Mike Ross and perhaps Brett Wilkinson might have benefited greatly, not just from the touring experience, but to really compete in training with Marcus Horan, Cian Healy, Tony Buckley and Tom Court for both propping positions.
Instead, it will be Healy and Horan contesting for the No 1 shirt in the only propping issue of contention. Hayes will start in both Tests, with Buckley the final-quarter impact replacement.
I feel it's an opportunity missed with the added bonus of a fired-up Cappamore farmer chomping for action back at base.
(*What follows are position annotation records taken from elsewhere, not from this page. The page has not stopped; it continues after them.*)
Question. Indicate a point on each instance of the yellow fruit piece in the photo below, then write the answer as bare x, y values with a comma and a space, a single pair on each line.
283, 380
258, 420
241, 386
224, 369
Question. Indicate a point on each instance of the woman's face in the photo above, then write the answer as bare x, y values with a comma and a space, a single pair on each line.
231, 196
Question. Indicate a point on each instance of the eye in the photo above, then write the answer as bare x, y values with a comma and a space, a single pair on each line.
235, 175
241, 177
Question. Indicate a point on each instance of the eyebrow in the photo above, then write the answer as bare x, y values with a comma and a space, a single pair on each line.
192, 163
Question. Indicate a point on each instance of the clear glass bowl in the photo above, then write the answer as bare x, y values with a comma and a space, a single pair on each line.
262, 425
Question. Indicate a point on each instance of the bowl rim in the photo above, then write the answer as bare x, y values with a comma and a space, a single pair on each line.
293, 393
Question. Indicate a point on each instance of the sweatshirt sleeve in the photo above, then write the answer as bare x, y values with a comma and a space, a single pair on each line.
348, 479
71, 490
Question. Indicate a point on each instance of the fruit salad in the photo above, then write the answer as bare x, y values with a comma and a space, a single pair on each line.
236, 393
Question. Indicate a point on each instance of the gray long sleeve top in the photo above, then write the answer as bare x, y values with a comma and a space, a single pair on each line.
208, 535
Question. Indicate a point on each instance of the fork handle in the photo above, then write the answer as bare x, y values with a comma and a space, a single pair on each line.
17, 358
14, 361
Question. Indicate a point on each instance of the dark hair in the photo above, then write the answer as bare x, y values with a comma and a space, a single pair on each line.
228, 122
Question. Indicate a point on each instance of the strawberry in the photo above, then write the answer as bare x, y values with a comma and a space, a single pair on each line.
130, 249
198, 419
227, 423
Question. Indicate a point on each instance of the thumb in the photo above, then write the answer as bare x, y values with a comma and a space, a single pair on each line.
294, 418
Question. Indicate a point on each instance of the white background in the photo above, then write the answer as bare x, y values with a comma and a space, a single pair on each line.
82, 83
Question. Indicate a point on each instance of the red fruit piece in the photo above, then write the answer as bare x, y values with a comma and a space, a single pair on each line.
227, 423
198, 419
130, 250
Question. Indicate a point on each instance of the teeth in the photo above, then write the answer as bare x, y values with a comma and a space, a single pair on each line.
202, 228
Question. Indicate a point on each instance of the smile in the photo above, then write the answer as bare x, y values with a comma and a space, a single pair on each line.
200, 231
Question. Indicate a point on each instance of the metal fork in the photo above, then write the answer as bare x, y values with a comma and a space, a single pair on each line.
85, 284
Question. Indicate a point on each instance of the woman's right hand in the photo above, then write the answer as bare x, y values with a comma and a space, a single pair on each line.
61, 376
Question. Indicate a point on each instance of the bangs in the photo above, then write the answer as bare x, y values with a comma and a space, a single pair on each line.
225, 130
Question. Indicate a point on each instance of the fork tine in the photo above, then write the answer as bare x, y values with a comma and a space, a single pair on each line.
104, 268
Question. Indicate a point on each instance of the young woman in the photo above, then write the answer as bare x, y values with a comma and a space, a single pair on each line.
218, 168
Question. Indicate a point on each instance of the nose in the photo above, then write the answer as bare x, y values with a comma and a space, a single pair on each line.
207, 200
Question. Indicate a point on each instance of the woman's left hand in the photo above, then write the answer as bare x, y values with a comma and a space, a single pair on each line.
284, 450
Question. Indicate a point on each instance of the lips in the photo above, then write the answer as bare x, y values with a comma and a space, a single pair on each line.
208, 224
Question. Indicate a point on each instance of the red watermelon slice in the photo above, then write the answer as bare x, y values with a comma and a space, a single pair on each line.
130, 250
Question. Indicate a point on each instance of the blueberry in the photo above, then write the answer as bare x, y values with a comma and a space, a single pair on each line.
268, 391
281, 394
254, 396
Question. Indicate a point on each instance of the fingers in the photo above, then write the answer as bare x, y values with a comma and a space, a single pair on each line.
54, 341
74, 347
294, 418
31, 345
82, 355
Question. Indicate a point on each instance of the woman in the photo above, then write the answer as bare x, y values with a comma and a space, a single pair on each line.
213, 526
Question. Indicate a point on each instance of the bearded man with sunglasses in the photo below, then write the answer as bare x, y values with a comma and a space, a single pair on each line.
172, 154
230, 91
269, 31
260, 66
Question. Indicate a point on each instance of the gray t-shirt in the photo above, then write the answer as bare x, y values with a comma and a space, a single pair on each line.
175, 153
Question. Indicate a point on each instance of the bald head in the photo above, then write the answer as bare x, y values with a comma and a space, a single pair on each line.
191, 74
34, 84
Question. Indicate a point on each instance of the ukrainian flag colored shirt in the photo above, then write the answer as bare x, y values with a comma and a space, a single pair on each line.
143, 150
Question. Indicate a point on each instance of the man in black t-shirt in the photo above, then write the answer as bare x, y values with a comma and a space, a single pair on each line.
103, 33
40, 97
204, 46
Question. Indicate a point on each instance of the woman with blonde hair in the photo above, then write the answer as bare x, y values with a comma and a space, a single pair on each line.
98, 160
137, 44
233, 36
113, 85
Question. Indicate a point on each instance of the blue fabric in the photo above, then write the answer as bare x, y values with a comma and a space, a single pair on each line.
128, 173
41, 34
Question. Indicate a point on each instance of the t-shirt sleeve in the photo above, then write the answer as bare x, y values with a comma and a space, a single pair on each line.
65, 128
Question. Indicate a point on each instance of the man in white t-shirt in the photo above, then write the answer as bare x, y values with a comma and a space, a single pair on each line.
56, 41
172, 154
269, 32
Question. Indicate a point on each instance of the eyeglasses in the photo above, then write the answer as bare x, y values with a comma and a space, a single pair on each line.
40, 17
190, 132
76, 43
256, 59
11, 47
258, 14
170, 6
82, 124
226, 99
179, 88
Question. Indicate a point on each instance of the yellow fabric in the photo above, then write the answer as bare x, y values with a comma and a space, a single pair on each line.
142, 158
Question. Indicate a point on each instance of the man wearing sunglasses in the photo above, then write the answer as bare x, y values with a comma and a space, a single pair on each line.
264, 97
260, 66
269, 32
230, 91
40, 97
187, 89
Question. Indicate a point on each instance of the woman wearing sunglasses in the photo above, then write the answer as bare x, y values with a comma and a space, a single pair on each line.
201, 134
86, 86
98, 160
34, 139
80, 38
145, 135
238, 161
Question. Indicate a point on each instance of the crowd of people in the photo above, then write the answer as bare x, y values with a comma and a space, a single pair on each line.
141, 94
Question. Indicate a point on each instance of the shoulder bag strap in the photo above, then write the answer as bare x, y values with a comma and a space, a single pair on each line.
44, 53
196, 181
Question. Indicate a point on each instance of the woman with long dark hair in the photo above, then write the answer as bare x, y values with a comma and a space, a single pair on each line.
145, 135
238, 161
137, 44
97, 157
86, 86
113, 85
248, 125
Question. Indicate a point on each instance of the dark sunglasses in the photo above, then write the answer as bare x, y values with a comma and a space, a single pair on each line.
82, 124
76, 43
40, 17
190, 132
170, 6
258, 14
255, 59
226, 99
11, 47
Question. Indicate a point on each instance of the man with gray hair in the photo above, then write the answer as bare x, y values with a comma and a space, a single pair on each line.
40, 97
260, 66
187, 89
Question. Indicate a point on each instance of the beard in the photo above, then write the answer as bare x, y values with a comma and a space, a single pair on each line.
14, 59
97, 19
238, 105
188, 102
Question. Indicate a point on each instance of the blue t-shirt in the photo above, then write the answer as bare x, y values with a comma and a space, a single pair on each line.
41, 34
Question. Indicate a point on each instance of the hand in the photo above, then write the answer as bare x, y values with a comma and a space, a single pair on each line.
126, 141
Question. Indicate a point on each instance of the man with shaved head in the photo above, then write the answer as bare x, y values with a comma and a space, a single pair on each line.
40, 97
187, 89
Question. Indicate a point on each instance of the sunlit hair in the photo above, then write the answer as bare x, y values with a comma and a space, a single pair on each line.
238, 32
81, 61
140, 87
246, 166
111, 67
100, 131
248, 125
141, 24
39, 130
The player himself will hardly agree but sometimes the best decisions should be made by others.
Beyond that it is a panel largely along expected lines, with John Muldoon rewarded for an outstanding season out west and both Chris Henry and Dan Tuohy likewise up north.
The inclusion of Paul O'Connell too is a masterstroke in psychology irrespective of whether he plays.
I agree with the selection of the promising Fergus McFadden, but I would also have taken Fionn Carr. He has still a bit to go but early indications point to exciting attacking similarities with a young and equally free-spirited Simon Geoghegan.
I accept there is only so much room, particularly on a tour limited to three matches, but what might the entire experience have made for the young Kildare man's esteem?
However, when injuries are factored in, this is our strongest available line-up. Whatever else, the SANZAR nations can never accuse the IRFU of not honouring their full touring commitment.